A similar objection is raised when it comes to spanking. Recently, Minnesota Vikings player Adrian Peterson made the news for “disciplining” his 4-year-old son with a tree branch, injuring the child’s back, thighs, and a testicle. In spite of research that shows that spanking is ineffective as a disciplinary method and can harm children’s future health and well-being, Peterson is, in fact, among the majority of Americans: At least three-quarters of families still approve of spanking and have spanked their children at least once; and corporal punishment is still legal in 19 states. Other countries, though—43 so far, in Europe, Latin America, and Africa—have stepped up to protect children by banning spanking and corporal punishment. America clings to the sanctity of parents’ right to determine the fate of their own children, including the right to hit them.

Secondly, we seem unfazed by the current level of violence against children. Since 1963, 166,500 children have been killed by guns. That’s more than the number of American soldiers killed in action abroad in the Vietnam, Afghanistan, and Iraq wars combined. American children are 17 times more likely to be killed by a gun than children in 25 other rich countries combined. There have been 74 school shootings since Newtown, when politicians promised never again.

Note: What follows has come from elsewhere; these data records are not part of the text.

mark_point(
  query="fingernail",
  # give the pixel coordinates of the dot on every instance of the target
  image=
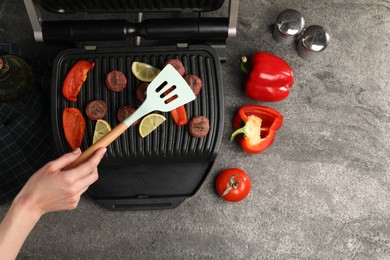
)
(77, 151)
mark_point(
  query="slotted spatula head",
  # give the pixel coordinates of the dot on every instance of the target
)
(168, 90)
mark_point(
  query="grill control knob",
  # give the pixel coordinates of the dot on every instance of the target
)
(313, 42)
(288, 26)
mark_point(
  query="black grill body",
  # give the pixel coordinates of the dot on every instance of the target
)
(98, 6)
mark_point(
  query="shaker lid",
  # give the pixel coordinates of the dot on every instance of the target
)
(315, 38)
(290, 23)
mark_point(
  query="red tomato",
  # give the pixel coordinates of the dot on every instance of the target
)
(233, 184)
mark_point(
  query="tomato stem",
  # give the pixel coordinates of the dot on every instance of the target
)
(243, 65)
(233, 185)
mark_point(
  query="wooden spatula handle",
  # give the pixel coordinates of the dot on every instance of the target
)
(103, 142)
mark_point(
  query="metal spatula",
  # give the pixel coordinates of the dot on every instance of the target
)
(166, 92)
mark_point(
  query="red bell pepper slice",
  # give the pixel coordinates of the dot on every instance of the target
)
(261, 123)
(75, 79)
(270, 78)
(73, 123)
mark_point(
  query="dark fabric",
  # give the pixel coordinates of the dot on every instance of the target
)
(26, 139)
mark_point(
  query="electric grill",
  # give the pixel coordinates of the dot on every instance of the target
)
(166, 167)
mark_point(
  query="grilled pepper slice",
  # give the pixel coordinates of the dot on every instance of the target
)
(75, 79)
(270, 78)
(258, 133)
(74, 126)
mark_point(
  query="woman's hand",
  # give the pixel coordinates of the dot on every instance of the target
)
(49, 189)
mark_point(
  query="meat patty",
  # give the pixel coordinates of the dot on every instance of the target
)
(177, 64)
(199, 126)
(96, 109)
(116, 80)
(124, 112)
(195, 83)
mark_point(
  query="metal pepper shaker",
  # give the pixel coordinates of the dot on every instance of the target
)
(314, 40)
(288, 26)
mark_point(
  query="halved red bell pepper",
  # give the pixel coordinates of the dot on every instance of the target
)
(270, 78)
(73, 123)
(75, 79)
(258, 133)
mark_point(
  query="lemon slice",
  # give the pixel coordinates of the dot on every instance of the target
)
(143, 71)
(102, 127)
(149, 123)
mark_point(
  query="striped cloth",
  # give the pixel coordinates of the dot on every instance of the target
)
(26, 138)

Congress passed a federal law on child protection in 1974, yet a quarter of children are still traumatized in their own home. Research shows that trauma disrupts children’s brain development and impairs their later health and well-being. And America’s bullying rates stubbornly remain in the top third among developed countries. Even our infant mortality rates are among the highest in the developed world—only Slovakia, Latvia, and Romania are worse.

Current research shows that when we engage constructively with children’s feelings, they have better psychological health, better relationships, and higher achievement.

But instead, we drug our kids and teens. According to Steinberg, though ADHD rates are roughly similar around the world, he says, Americans use 75 percent of the all ADHD medication taken on the planet. We are fourth from the bottom in educational attainment among developed countries. Other countries treat the psychosocial context of the child, offering therapy and working with the families.  Or we punish or expel children from school—preschoolers are being expelled in record numbers, and zero tolerance programs are reducing children’s educational achievement, increasing their contact with the criminal justice system, and failing to improve schools overall. Almost two-thirds of our high schools have armed security guards.

Research shows that children come into the world with a positive bias—they are prepared to be empathic and show kind behaviors toward others as soon as they are able to—but we are squandering that potential. UNICEF ranks American children 26th out of 29 rich countries on overall measures of well-being, and American kids rate themselves in the bottom quartile on measures of happiness. Our teens are more stressed than adults and feel less supported than teens in other countries. One study found that teens today are five times more likely to meet the cutoff for significant psychopathology than teens were 75 years ago, using the same measure of psychological health. Youth suicide attempts are more frequent here than in most other countries, resulting in about 4,600 deaths a year.

Of course, many American individuals and organizations work hard on behalf of children’s well-being. But it’s not enough. Developmental scientists now believe that child outcome depends upon how well the goals of the larger environment—from families to neighborhoods, to culture and the economy—align to support their development.

Other countries are moving on with progressive attitudes and policies, cultivating the best in their future citizens and economic producers. They provide preventative health services, invest in early childhood education, support parents to stay home with newborns and sick kids, offer free education, and protect children from known risks, to name a few. Meanwhile, American attitudes depress our kids well below our international competitors on many crucial measures.

Nelson Mandela said, “There can be no keener revelation of a society’s soul than the way in which it treats its children.” It’s time for America to take a hard look at its own soul.